Similarly William Easterly has questioned the effectiveness of foreign aid in reducing poverty and promoting economic growth. The complex problems of poverty of low-income societies can be solved by the home-grown rise of political and economic institutions, rather than through influx of foreign aid.

Even if one were to ignore the political motivations of the US offer – and believe that the aid being offered by Saudi Arabia would be manna from heaven, would it solve the economic problems facing Pakistan and would it facilitate Pakistan’s return to the path of vigorous economic and social development?

If Pakistan’s past experience – which is an object lesson in the failure of aid to enhance development objectives – is any guide, this is most unlikely to be so. Our experience with the Ayub era of foreign aid-led and inequality-inducing growth, the military-aid led growth of Ziaul Haq and Musharraf eras and the failure of the structural adjustment packages in the 1990s, do not have to be repeated. One must turn to the second alternative of tackling the problem with the help of a pro-active social policy which would change the structure of our institutions in a way that would preclude the recurrence of political business cycles.

Many economists who subscribe to this view, look at the problem in terms of graduating Pakistan from the low-income to middle-income category of nations, but alleviating the poverty of more than a third — possibly up to a half after the current wave of fuel and food inflation — of the population.

Using a minimum income of Rs7000 per month and assuming a third of the population as officially poor or nearly poor, around 55 million persons would require employment-income support.

With one adult provider for another six household members, eight million men and women would need priority access to employment, requiring the guaranteed income annual provision is nearly Rs600 billion[$10 billion], which, in turn, would require an investment of Rs3000 billion[$50 billion] of assets would have to be vested in the poor, assuming a 20 per cent rate of return. (These calculations are based on an unpublished paper of Dr Aly Ercelan of PILER).

The financing of this large sum – which is in the same ball park as Mr Burki’s foreign aid-driven growth strategy – will be dependent on greater domestic resource mobilisation and transfer of resources from the affluent classes and sectors, including defence.

It would require quite a different configuration of social policy initiatives, including education, human resource development, migration, regional and gender balance, labour, land and water reforms than those implicit in growth-through aid strategy, which is top-down and centred more on bureaucratic and governance reforms.

One of the major social issues that has defied solution and plagued Pakistani political scene is the question of land reforms – although its focus is often restricted to agrarian reforms – which has been put on a policy back-burner for almost three decades.

Without tackling it head on, it is difficult to see how the country can lay the basis for political stability and economic equity.
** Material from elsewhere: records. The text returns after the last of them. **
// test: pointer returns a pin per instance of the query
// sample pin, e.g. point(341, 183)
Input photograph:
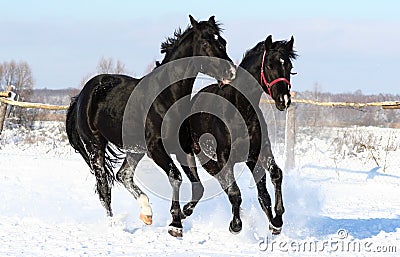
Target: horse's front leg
point(276, 176)
point(264, 198)
point(157, 152)
point(125, 176)
point(188, 165)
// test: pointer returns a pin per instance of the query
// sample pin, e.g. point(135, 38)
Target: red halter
point(264, 80)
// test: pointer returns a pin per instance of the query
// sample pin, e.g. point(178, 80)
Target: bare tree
point(107, 66)
point(20, 76)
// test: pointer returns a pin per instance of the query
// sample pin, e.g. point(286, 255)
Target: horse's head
point(207, 41)
point(276, 69)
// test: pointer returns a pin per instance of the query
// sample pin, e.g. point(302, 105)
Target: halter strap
point(264, 81)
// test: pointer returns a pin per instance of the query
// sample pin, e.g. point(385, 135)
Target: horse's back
point(101, 104)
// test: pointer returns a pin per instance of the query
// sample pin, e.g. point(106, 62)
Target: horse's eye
point(205, 44)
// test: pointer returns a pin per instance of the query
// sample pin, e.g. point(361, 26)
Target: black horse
point(219, 127)
point(100, 128)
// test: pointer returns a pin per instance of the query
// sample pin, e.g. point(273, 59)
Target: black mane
point(171, 42)
point(276, 46)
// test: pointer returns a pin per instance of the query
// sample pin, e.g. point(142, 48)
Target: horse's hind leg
point(96, 155)
point(157, 152)
point(276, 176)
point(226, 179)
point(263, 196)
point(125, 176)
point(190, 169)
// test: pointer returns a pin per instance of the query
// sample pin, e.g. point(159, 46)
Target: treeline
point(311, 115)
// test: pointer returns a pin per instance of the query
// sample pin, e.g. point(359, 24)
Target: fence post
point(290, 137)
point(3, 109)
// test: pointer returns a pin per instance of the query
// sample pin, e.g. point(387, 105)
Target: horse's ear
point(268, 43)
point(193, 22)
point(289, 44)
point(212, 20)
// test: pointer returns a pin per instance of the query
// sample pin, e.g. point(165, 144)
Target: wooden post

However, as pointed out in a recent paper by Haris Gazdar, the question of land reforms is no longer restricted to the agrarian economy, but has become multi-dimensional and has to be viewed in varying regional contexts and historical evolution.
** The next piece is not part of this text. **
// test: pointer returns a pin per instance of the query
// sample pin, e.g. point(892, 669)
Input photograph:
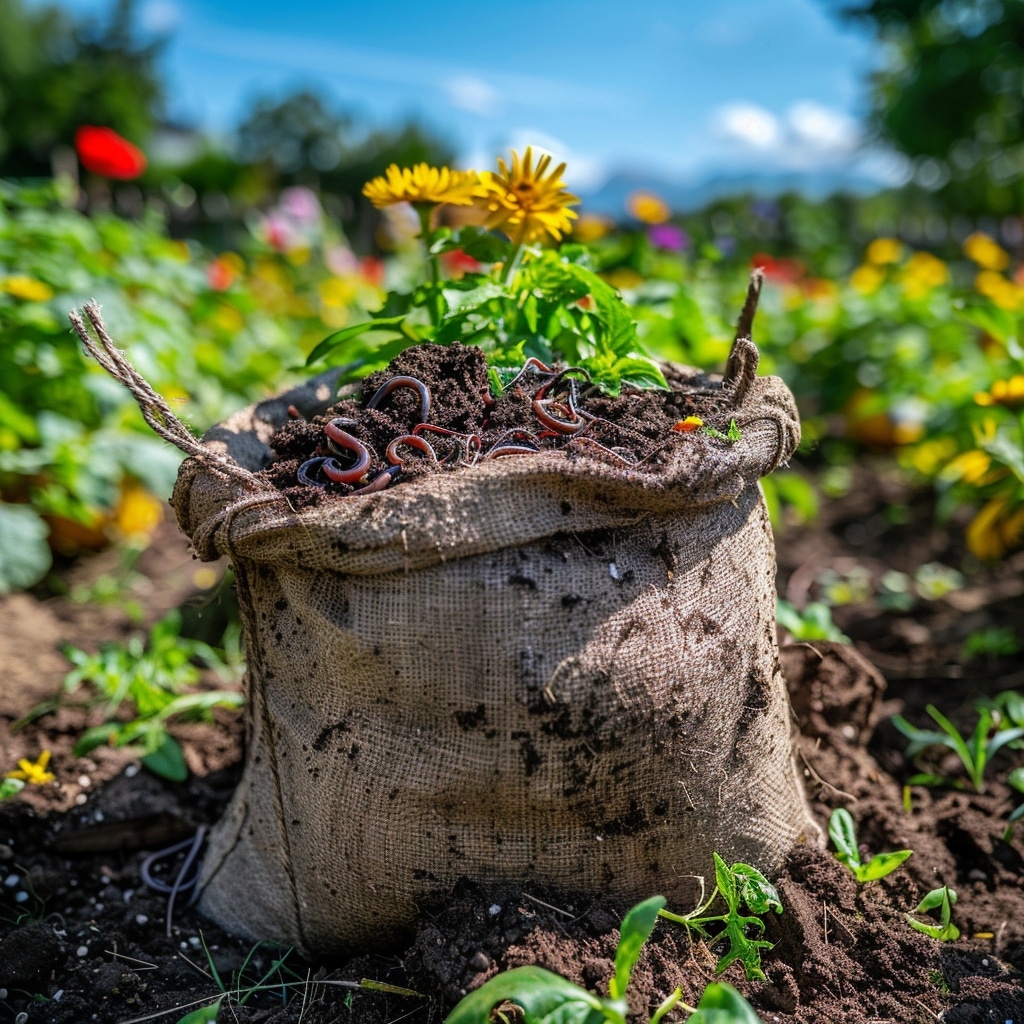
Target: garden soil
point(83, 939)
As he cogently argues, “The arrangements for holding land are deeply embedded in the social, political and institutional fabric of the country” and technocratic solutions, such as the computerisation of land records, cannot in themselves provide the solution to a complex problem, which needs to be researched and debated further.

Neither the foreign aid and nor the social policy approach can however deny the primacy of a democratic political process which needs to debate the economic and social alternatives thoroughly before taking a policy decision.